Первый роман Ильфа и Петрова был вместе с тем первым произведением молодых авторов, написанным совместно. До этого романа (сюжет которого был предложен им Валентином Катаевым) они писали раздельно и в разных жанрах: Ильф преимущественно очерки, Петров — юмористические рассказы.

Судьба «Двенадцати стульев» оказалась довольно своеобразной. Написанная в 1927 г. и вышедшая в свет в середине 1928 г. (параллельно с публикацией в журнале «30 дней»), книга была очень сочувственно встречена читателями и почти не замечена критикой. «Первая рецензия в «вечерке». Потом рецензий вообще не было», — вспоминал впоследствии Петров[76]. Заметка в «Вечерней Москве» (21/IX) была написана в том стиле, который писатели впоследствии определили как «удар палашом по вые». «Роман читается легко и весело», — писал рецензент «Вечерки» Л.К., но вместе с тем «утомляет». «Утомляет потому, что роман, подымая на смех несуразицы современного быта и иронизируя над разнообразными представителями обывательщины, не восходит на высоты сатиры… Авторы прошли мимо действительной жизни — она в их наблюдениях не отразилась…» Затем, как рассказывал Е. Петров, критика замолчала, хотя книга была почти немедленно перепечатана эмигрантским издательством в Риге и уже начало готовиться французское издание.

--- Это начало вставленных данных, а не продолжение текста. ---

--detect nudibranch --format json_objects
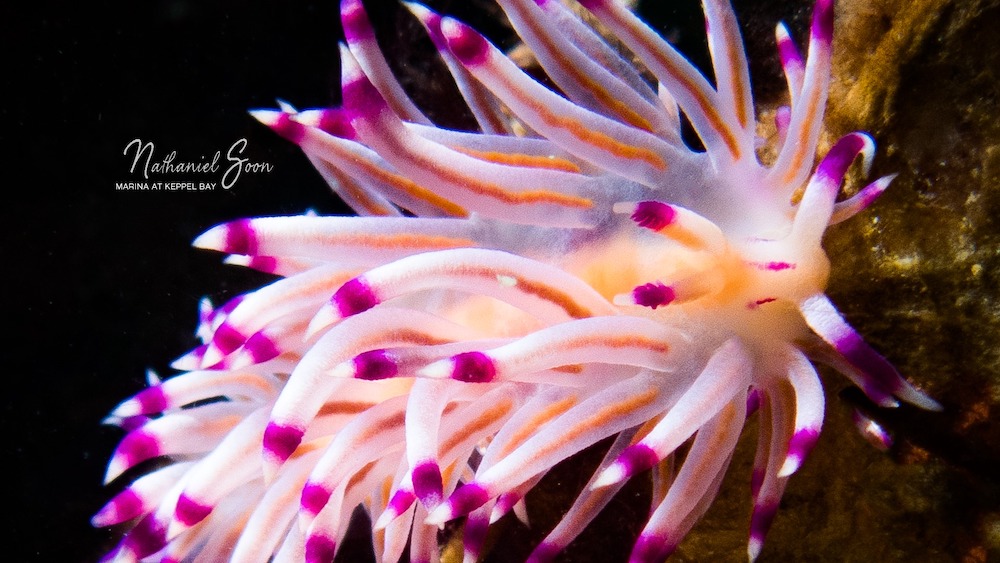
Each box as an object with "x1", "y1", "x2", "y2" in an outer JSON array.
[{"x1": 93, "y1": 0, "x2": 939, "y2": 563}]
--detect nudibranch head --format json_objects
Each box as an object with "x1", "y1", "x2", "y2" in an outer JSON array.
[{"x1": 94, "y1": 0, "x2": 937, "y2": 562}]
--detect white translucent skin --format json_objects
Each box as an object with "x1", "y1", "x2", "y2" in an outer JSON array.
[{"x1": 95, "y1": 0, "x2": 936, "y2": 561}]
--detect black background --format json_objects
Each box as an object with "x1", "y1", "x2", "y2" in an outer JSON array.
[{"x1": 9, "y1": 0, "x2": 812, "y2": 561}]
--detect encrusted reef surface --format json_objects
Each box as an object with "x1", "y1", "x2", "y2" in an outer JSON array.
[{"x1": 338, "y1": 0, "x2": 1000, "y2": 563}]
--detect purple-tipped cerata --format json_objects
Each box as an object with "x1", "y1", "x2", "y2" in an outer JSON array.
[{"x1": 93, "y1": 0, "x2": 940, "y2": 562}]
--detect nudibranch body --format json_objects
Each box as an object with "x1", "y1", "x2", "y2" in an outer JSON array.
[{"x1": 94, "y1": 0, "x2": 937, "y2": 562}]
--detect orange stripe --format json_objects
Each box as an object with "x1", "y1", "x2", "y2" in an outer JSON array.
[
  {"x1": 636, "y1": 23, "x2": 741, "y2": 160},
  {"x1": 304, "y1": 233, "x2": 476, "y2": 251},
  {"x1": 534, "y1": 389, "x2": 659, "y2": 459},
  {"x1": 445, "y1": 265, "x2": 593, "y2": 319},
  {"x1": 560, "y1": 334, "x2": 670, "y2": 354},
  {"x1": 726, "y1": 42, "x2": 749, "y2": 129},
  {"x1": 515, "y1": 0, "x2": 653, "y2": 132},
  {"x1": 500, "y1": 396, "x2": 577, "y2": 457},
  {"x1": 438, "y1": 399, "x2": 514, "y2": 455},
  {"x1": 781, "y1": 95, "x2": 819, "y2": 184},
  {"x1": 289, "y1": 435, "x2": 333, "y2": 458},
  {"x1": 306, "y1": 127, "x2": 469, "y2": 217},
  {"x1": 372, "y1": 126, "x2": 594, "y2": 209},
  {"x1": 330, "y1": 166, "x2": 393, "y2": 217},
  {"x1": 316, "y1": 401, "x2": 377, "y2": 418},
  {"x1": 449, "y1": 146, "x2": 580, "y2": 173},
  {"x1": 355, "y1": 153, "x2": 469, "y2": 217},
  {"x1": 513, "y1": 91, "x2": 667, "y2": 170}
]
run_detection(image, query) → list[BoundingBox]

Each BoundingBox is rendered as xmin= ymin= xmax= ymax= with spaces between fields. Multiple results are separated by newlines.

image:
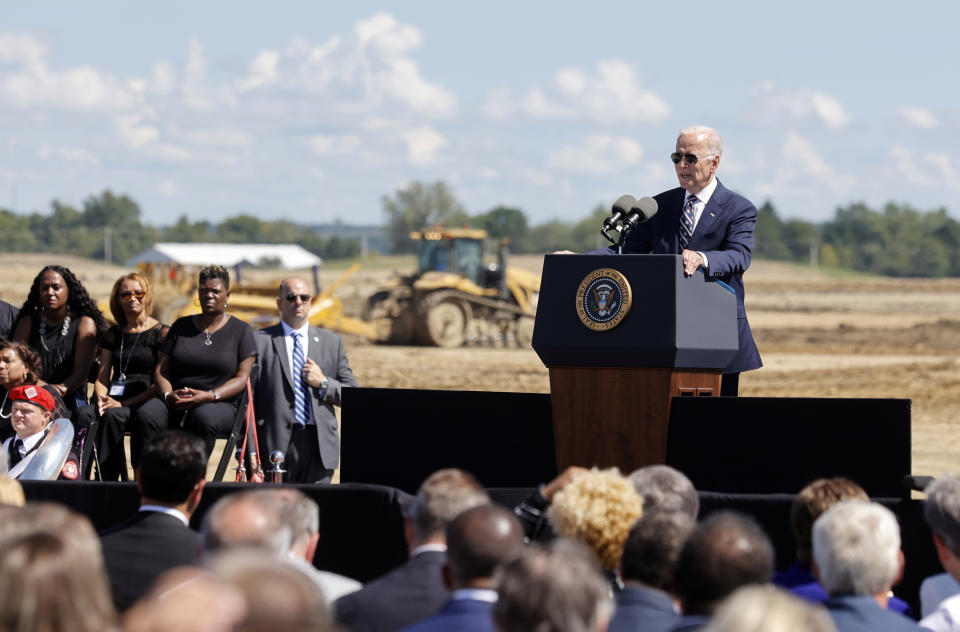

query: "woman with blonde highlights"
xmin=77 ymin=272 xmax=169 ymax=481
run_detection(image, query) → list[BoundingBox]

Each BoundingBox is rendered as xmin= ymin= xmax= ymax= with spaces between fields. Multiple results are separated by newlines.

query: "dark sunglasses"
xmin=670 ymin=151 xmax=716 ymax=165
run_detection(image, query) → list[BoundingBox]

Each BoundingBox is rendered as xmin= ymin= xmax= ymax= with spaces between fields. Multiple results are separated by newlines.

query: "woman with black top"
xmin=131 ymin=266 xmax=257 ymax=457
xmin=13 ymin=265 xmax=107 ymax=411
xmin=75 ymin=272 xmax=170 ymax=481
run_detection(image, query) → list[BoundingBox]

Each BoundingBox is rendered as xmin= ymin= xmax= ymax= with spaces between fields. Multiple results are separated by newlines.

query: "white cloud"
xmin=547 ymin=134 xmax=643 ymax=174
xmin=237 ymin=50 xmax=280 ymax=92
xmin=483 ymin=59 xmax=670 ymax=124
xmin=309 ymin=134 xmax=362 ymax=156
xmin=183 ymin=129 xmax=251 ymax=148
xmin=37 ymin=145 xmax=100 ymax=165
xmin=400 ymin=125 xmax=448 ymax=165
xmin=897 ymin=105 xmax=939 ymax=129
xmin=753 ymin=81 xmax=853 ymax=130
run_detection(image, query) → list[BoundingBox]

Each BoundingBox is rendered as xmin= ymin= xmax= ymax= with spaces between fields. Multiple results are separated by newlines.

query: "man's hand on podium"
xmin=681 ymin=250 xmax=703 ymax=276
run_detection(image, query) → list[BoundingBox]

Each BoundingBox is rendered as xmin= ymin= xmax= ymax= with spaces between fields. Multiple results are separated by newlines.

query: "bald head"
xmin=447 ymin=505 xmax=523 ymax=588
xmin=277 ymin=277 xmax=310 ymax=329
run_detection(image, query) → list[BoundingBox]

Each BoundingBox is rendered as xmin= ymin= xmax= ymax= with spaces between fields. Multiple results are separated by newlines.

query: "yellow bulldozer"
xmin=364 ymin=227 xmax=540 ymax=347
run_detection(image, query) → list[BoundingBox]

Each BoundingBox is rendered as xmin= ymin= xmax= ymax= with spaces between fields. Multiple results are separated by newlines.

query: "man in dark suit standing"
xmin=100 ymin=431 xmax=207 ymax=612
xmin=591 ymin=125 xmax=763 ymax=395
xmin=253 ymin=278 xmax=357 ymax=483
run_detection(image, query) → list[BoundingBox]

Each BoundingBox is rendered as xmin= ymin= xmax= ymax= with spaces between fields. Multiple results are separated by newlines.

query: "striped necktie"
xmin=680 ymin=195 xmax=700 ymax=251
xmin=291 ymin=331 xmax=307 ymax=426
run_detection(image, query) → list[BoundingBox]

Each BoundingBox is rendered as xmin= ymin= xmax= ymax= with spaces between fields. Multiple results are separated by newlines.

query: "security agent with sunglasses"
xmin=253 ymin=278 xmax=357 ymax=483
xmin=589 ymin=125 xmax=763 ymax=395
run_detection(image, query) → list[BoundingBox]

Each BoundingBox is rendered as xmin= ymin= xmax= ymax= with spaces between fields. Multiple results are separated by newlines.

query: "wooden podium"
xmin=533 ymin=255 xmax=738 ymax=473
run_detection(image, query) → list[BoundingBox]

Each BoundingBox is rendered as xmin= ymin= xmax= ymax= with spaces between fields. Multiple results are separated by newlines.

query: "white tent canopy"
xmin=127 ymin=242 xmax=323 ymax=268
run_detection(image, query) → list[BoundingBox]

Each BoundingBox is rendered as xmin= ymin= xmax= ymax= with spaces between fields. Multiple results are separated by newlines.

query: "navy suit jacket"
xmin=100 ymin=511 xmax=200 ymax=612
xmin=607 ymin=584 xmax=680 ymax=632
xmin=401 ymin=599 xmax=494 ymax=632
xmin=824 ymin=595 xmax=920 ymax=632
xmin=334 ymin=551 xmax=450 ymax=632
xmin=591 ymin=180 xmax=763 ymax=373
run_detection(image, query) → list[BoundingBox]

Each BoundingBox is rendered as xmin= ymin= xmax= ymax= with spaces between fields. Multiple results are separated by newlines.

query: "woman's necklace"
xmin=40 ymin=312 xmax=70 ymax=351
xmin=203 ymin=314 xmax=226 ymax=347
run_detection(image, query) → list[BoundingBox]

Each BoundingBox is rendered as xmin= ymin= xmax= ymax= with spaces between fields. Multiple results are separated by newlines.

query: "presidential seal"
xmin=577 ymin=268 xmax=633 ymax=331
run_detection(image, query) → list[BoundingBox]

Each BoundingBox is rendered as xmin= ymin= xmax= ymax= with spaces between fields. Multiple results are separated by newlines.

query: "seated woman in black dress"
xmin=13 ymin=266 xmax=107 ymax=411
xmin=75 ymin=272 xmax=170 ymax=481
xmin=131 ymin=266 xmax=257 ymax=456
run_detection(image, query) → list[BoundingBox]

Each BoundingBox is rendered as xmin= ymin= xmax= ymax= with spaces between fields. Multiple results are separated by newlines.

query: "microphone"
xmin=621 ymin=197 xmax=660 ymax=231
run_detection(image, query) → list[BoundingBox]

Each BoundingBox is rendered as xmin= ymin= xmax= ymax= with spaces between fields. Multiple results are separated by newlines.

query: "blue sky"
xmin=0 ymin=0 xmax=960 ymax=224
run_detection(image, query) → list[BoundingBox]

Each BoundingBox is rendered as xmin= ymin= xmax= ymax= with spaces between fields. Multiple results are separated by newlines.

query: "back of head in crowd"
xmin=813 ymin=500 xmax=903 ymax=596
xmin=138 ymin=431 xmax=207 ymax=505
xmin=629 ymin=465 xmax=700 ymax=520
xmin=703 ymin=586 xmax=837 ymax=632
xmin=208 ymin=549 xmax=330 ymax=632
xmin=620 ymin=511 xmax=696 ymax=593
xmin=410 ymin=468 xmax=490 ymax=543
xmin=493 ymin=540 xmax=613 ymax=632
xmin=0 ymin=503 xmax=116 ymax=632
xmin=676 ymin=511 xmax=773 ymax=616
xmin=201 ymin=489 xmax=291 ymax=555
xmin=547 ymin=468 xmax=643 ymax=571
xmin=790 ymin=477 xmax=870 ymax=566
xmin=447 ymin=505 xmax=523 ymax=588
xmin=923 ymin=474 xmax=960 ymax=576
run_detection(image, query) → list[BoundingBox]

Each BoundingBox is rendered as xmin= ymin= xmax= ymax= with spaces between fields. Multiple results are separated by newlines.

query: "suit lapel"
xmin=273 ymin=325 xmax=293 ymax=388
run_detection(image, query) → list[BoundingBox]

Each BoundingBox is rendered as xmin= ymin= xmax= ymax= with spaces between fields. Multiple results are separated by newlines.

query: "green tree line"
xmin=383 ymin=181 xmax=960 ymax=277
xmin=0 ymin=190 xmax=360 ymax=263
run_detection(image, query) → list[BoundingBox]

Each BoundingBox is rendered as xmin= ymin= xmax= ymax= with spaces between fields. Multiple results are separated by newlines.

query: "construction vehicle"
xmin=364 ymin=227 xmax=540 ymax=347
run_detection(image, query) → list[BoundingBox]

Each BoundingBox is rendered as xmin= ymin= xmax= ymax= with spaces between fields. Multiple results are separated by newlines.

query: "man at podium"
xmin=587 ymin=125 xmax=763 ymax=395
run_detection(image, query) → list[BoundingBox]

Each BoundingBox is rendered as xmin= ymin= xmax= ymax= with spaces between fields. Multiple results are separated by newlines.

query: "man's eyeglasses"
xmin=670 ymin=151 xmax=716 ymax=165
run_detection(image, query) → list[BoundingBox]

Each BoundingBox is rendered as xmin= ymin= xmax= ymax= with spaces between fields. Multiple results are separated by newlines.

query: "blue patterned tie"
xmin=680 ymin=195 xmax=699 ymax=251
xmin=291 ymin=332 xmax=307 ymax=426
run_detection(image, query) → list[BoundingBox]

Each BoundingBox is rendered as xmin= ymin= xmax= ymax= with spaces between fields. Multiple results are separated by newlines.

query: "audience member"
xmin=130 ymin=266 xmax=257 ymax=457
xmin=254 ymin=277 xmax=357 ymax=483
xmin=609 ymin=510 xmax=695 ymax=632
xmin=812 ymin=500 xmax=917 ymax=632
xmin=493 ymin=540 xmax=613 ymax=632
xmin=920 ymin=475 xmax=960 ymax=632
xmin=700 ymin=586 xmax=837 ymax=632
xmin=0 ymin=502 xmax=116 ymax=632
xmin=274 ymin=487 xmax=361 ymax=609
xmin=629 ymin=465 xmax=700 ymax=520
xmin=336 ymin=469 xmax=490 ymax=632
xmin=101 ymin=431 xmax=206 ymax=612
xmin=674 ymin=511 xmax=773 ymax=631
xmin=3 ymin=384 xmax=55 ymax=478
xmin=74 ymin=272 xmax=170 ymax=481
xmin=773 ymin=477 xmax=913 ymax=618
xmin=547 ymin=468 xmax=643 ymax=573
xmin=396 ymin=505 xmax=523 ymax=632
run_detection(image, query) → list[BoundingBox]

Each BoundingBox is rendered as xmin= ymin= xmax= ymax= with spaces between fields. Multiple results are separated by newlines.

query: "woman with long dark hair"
xmin=13 ymin=265 xmax=107 ymax=411
xmin=131 ymin=266 xmax=257 ymax=467
xmin=76 ymin=272 xmax=170 ymax=481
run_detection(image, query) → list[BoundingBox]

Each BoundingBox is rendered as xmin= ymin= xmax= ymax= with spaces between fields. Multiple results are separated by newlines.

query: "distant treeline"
xmin=0 ymin=191 xmax=360 ymax=264
xmin=0 ymin=181 xmax=960 ymax=277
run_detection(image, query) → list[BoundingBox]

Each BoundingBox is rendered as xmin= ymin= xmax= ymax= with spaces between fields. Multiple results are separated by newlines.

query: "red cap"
xmin=10 ymin=384 xmax=56 ymax=413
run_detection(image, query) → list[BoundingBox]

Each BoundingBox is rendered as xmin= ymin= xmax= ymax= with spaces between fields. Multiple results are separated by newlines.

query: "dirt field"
xmin=0 ymin=254 xmax=960 ymax=475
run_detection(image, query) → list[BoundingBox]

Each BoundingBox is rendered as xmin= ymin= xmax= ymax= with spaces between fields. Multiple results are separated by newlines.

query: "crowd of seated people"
xmin=0 ymin=446 xmax=960 ymax=632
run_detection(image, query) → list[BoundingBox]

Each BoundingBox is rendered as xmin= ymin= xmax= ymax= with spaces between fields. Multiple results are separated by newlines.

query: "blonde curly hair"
xmin=547 ymin=467 xmax=643 ymax=571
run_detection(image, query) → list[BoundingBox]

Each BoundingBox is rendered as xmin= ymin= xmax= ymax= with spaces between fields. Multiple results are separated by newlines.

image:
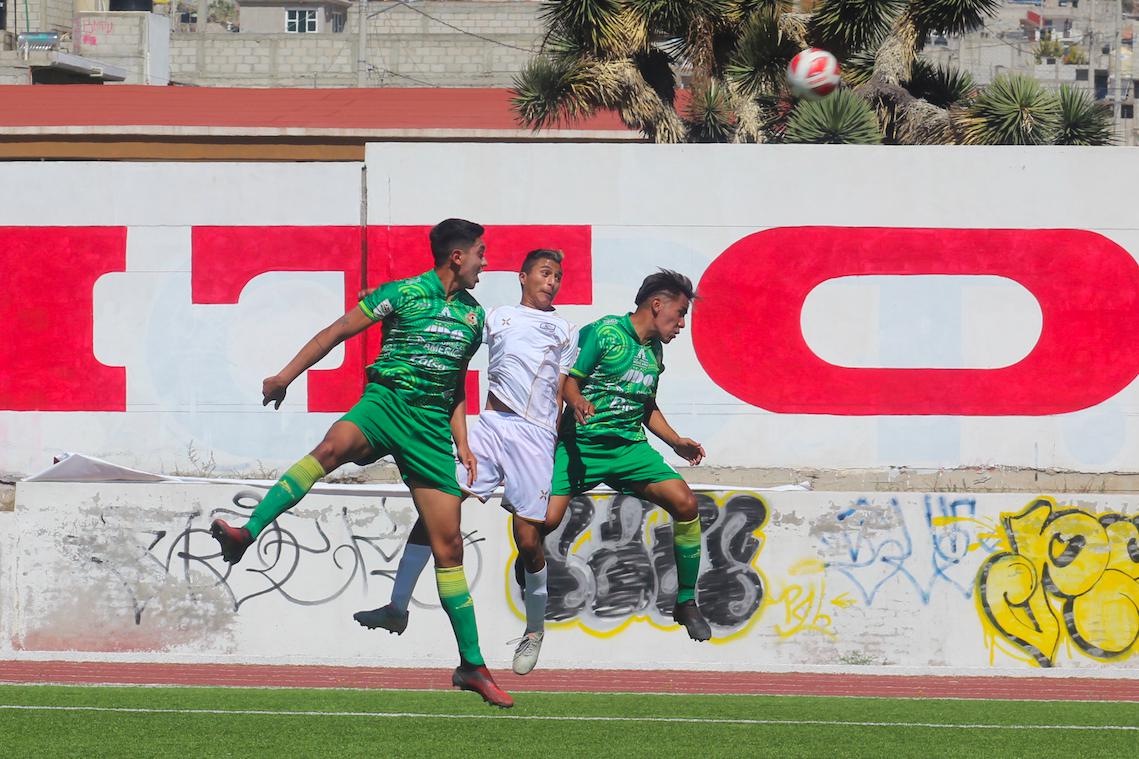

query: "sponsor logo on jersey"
xmin=621 ymin=369 xmax=656 ymax=387
xmin=424 ymin=324 xmax=464 ymax=340
xmin=371 ymin=301 xmax=392 ymax=319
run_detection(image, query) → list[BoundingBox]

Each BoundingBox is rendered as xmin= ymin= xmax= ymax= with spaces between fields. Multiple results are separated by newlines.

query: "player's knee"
xmin=311 ymin=438 xmax=347 ymax=472
xmin=431 ymin=531 xmax=462 ymax=568
xmin=675 ymin=490 xmax=700 ymax=522
xmin=515 ymin=529 xmax=542 ymax=561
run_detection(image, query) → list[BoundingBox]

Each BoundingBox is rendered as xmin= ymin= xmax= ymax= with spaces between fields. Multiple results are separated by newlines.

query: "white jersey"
xmin=483 ymin=305 xmax=577 ymax=432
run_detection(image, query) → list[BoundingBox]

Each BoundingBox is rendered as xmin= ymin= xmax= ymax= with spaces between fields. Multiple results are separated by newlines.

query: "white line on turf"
xmin=0 ymin=703 xmax=1139 ymax=732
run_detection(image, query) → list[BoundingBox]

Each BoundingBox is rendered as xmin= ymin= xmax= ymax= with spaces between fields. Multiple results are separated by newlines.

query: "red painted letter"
xmin=693 ymin=227 xmax=1139 ymax=416
xmin=0 ymin=227 xmax=126 ymax=411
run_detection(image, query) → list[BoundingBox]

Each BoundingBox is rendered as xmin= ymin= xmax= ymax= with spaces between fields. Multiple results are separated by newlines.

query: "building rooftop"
xmin=0 ymin=84 xmax=641 ymax=140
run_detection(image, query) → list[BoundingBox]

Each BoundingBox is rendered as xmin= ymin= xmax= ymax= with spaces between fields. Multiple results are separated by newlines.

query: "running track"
xmin=0 ymin=660 xmax=1139 ymax=701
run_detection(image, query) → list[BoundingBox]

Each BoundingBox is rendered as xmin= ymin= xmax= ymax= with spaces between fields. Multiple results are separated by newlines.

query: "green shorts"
xmin=550 ymin=430 xmax=682 ymax=496
xmin=341 ymin=382 xmax=462 ymax=497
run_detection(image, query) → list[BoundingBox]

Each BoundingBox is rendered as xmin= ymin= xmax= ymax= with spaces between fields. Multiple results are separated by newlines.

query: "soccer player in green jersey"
xmin=546 ymin=269 xmax=712 ymax=640
xmin=210 ymin=219 xmax=514 ymax=707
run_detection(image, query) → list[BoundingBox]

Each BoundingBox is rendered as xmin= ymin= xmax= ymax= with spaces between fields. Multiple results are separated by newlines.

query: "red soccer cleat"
xmin=210 ymin=520 xmax=253 ymax=564
xmin=451 ymin=664 xmax=514 ymax=709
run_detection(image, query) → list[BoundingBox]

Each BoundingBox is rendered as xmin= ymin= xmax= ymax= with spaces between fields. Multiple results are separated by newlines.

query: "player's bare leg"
xmin=409 ymin=483 xmax=514 ymax=708
xmin=542 ymin=496 xmax=573 ymax=536
xmin=510 ymin=514 xmax=549 ymax=675
xmin=634 ymin=480 xmax=712 ymax=640
xmin=210 ymin=421 xmax=371 ymax=564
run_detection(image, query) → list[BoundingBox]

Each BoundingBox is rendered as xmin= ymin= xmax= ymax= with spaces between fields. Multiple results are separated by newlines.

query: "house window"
xmin=285 ymin=9 xmax=317 ymax=33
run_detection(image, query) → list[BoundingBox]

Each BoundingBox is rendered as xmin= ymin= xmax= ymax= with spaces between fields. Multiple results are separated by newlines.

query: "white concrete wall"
xmin=8 ymin=482 xmax=1139 ymax=677
xmin=0 ymin=144 xmax=1139 ymax=473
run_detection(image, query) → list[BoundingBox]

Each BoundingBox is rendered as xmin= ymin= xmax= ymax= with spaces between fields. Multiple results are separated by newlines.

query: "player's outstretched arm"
xmin=451 ymin=364 xmax=478 ymax=488
xmin=261 ymin=308 xmax=375 ymax=409
xmin=645 ymin=401 xmax=704 ymax=466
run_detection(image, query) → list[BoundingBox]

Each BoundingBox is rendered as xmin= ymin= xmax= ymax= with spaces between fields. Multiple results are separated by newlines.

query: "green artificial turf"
xmin=0 ymin=686 xmax=1139 ymax=759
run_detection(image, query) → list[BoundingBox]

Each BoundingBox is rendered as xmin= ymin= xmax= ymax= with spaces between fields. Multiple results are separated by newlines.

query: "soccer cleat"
xmin=210 ymin=520 xmax=253 ymax=564
xmin=672 ymin=601 xmax=712 ymax=640
xmin=514 ymin=633 xmax=546 ymax=675
xmin=451 ymin=664 xmax=514 ymax=709
xmin=352 ymin=604 xmax=410 ymax=635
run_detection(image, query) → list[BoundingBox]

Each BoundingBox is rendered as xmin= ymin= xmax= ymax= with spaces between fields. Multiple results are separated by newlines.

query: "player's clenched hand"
xmin=456 ymin=446 xmax=478 ymax=488
xmin=672 ymin=438 xmax=704 ymax=466
xmin=261 ymin=374 xmax=288 ymax=409
xmin=572 ymin=398 xmax=597 ymax=424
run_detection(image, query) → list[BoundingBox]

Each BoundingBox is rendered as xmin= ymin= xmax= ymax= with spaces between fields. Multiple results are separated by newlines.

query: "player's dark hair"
xmin=518 ymin=247 xmax=565 ymax=274
xmin=633 ymin=269 xmax=696 ymax=308
xmin=428 ymin=219 xmax=486 ymax=267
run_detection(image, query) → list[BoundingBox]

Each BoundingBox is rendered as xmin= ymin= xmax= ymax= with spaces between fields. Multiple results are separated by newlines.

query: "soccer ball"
xmin=787 ymin=48 xmax=842 ymax=100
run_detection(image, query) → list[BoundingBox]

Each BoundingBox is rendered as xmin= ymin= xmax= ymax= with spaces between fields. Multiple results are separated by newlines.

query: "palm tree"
xmin=959 ymin=75 xmax=1060 ymax=145
xmin=784 ymin=90 xmax=882 ymax=145
xmin=514 ymin=0 xmax=1103 ymax=144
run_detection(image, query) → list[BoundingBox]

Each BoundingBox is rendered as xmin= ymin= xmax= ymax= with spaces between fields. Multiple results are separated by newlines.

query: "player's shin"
xmin=435 ymin=565 xmax=484 ymax=667
xmin=245 ymin=456 xmax=326 ymax=538
xmin=392 ymin=542 xmax=432 ymax=611
xmin=524 ymin=566 xmax=550 ymax=633
xmin=672 ymin=516 xmax=700 ymax=604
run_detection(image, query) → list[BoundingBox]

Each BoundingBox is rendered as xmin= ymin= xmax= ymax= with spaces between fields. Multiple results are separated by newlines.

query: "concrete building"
xmin=0 ymin=0 xmax=543 ymax=87
xmin=239 ymin=0 xmax=352 ymax=34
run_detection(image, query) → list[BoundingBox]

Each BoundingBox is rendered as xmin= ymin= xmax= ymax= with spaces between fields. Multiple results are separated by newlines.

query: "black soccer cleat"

Но через год после выхода книги молчание внезапно было прервано. Летом 1929 г. критик А. Тарасенков в «Литературной газете» отозвался на «Двенадцать стульев» рецензией под вызывающим заголовком: «Книга, о которой не пишут». Рецензия была не столько положительной, сколько ободряющей. Критик писал, что авторы «преодолевают штамп жанра» «бульварно-приключенческого романа», и говорил о «насыщенном, остром, сатирическом содержании» романа. А вслед за этим, во второй половине 1929 г., появились отзывы во всех основных литературно-критических журналах[77]. Отзывы кисловатые, но снисходительные. С одной стороны, «сатиры не получилось», с другой стороны — один «из первых шагов».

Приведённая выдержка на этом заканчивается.